Cora tilts her head back, and I know she must be looking at something similar on my side, though from in here, I see nothing but glass. My gaze is drawn back to the top of her door when I see movement. Wait. It’s not an image; it’s a video. As I watch, Cora strides into the room. A camera zooms in on her face. She’s speaking, but I can’t hear the words. Her expression becomes more ominous as the video rolls, darkening to the scowl I know well from our days of captivity in the SIP room. I’d smile if not for the fact that I’m a little afraid for her; I know what happens in that room.
She’s here. Whatever it is, she survived it, I remind myself, letting out a slow, steady breath.
Cora jerks her head down, and the motion draws my attention. She points up above her, at the top of her door, and mouths, “Me?”
She goes pale, shaking her head as she retreats to the corner of her cell. This isn’t a side of her I’ve seen before. She’s usually better at hiding her fear, but right now, she’s wearing terror on her face for all to see. What is she so afraid of? What I’m about to witness?

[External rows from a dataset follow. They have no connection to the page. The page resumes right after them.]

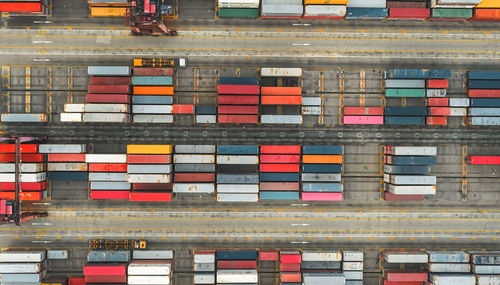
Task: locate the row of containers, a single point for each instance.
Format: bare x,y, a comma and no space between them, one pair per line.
481,10
314,267
236,173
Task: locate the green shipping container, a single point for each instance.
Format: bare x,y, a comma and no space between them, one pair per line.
238,13
404,92
452,13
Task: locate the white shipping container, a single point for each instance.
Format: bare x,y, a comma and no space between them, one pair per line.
333,255
237,188
148,178
194,158
237,159
193,188
237,276
106,158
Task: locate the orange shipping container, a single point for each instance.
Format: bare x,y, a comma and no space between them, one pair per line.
281,100
153,90
322,159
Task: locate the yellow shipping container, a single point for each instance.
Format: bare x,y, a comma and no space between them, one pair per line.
325,2
149,149
108,11
489,4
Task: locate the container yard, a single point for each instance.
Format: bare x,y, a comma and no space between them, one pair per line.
274,142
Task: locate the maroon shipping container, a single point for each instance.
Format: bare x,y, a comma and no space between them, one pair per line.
194,177
106,89
236,264
239,119
142,71
238,100
110,80
238,109
107,98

It can’t be worse than what I did in that room.
I lift my gaze back to her screen, curiosity and trepidation worming through me. A door opens opposite Cora, and a human man walks in. He’s white, with sandy brown hair and the good looks of a midwestern farm boy. He’s also bigger than her, maybe six feet tall, and a hundred pounds heavier. They stare at each other for a moment, both of them looking shocked before elation spreads across their faces, and they rush toward each other. She leaps into his waiting arms. His big hand comes up to gently cup the back of her head.
The camera angle changes again, and I can see them talking. I’m no reader of lips, but I try my hardest to figure out what they’re saying. I catch odd words, enough to learn that they’re both confused but beyond relieved they’re alive and together. Was this why Cora was so adamant she get to her room when I grabbed her? She had a lover waiting for her there?
The man gently sets her down, hands rising to cup her cheeks. He places a soft kiss on her forehead, devotion in his eyes as he looks down at her. She stares up at him like he hung the moon. They’re obviously in love, and I don’t like this. Something terrible is about to happen. I can feel it, I know it after my own ordeal in that room, but neither of them realizes it yet.
I glance down. Cora sits in the corner of her cell, knees drawn to her chest. Her face is in her hands, and her shoulders shake with silent sobs.
Fuck, fuck, fuck. What the hell am I about to watch?
Slowly, I lift my gaze back up. Cora and the man both wear grav cuffs. As I watch, those cuffs engage, their arms dragged from each other. They’re pulled apart until twenty feet separate the two. Worry has crept into their expressions. They’ve finally caught on that this isn’t some sweet reunion the aliens planned for them. The gravity on the cuffs ratchets up until they’re forced to sit. I give my wrists a sympathetic rub, knowing their pain well.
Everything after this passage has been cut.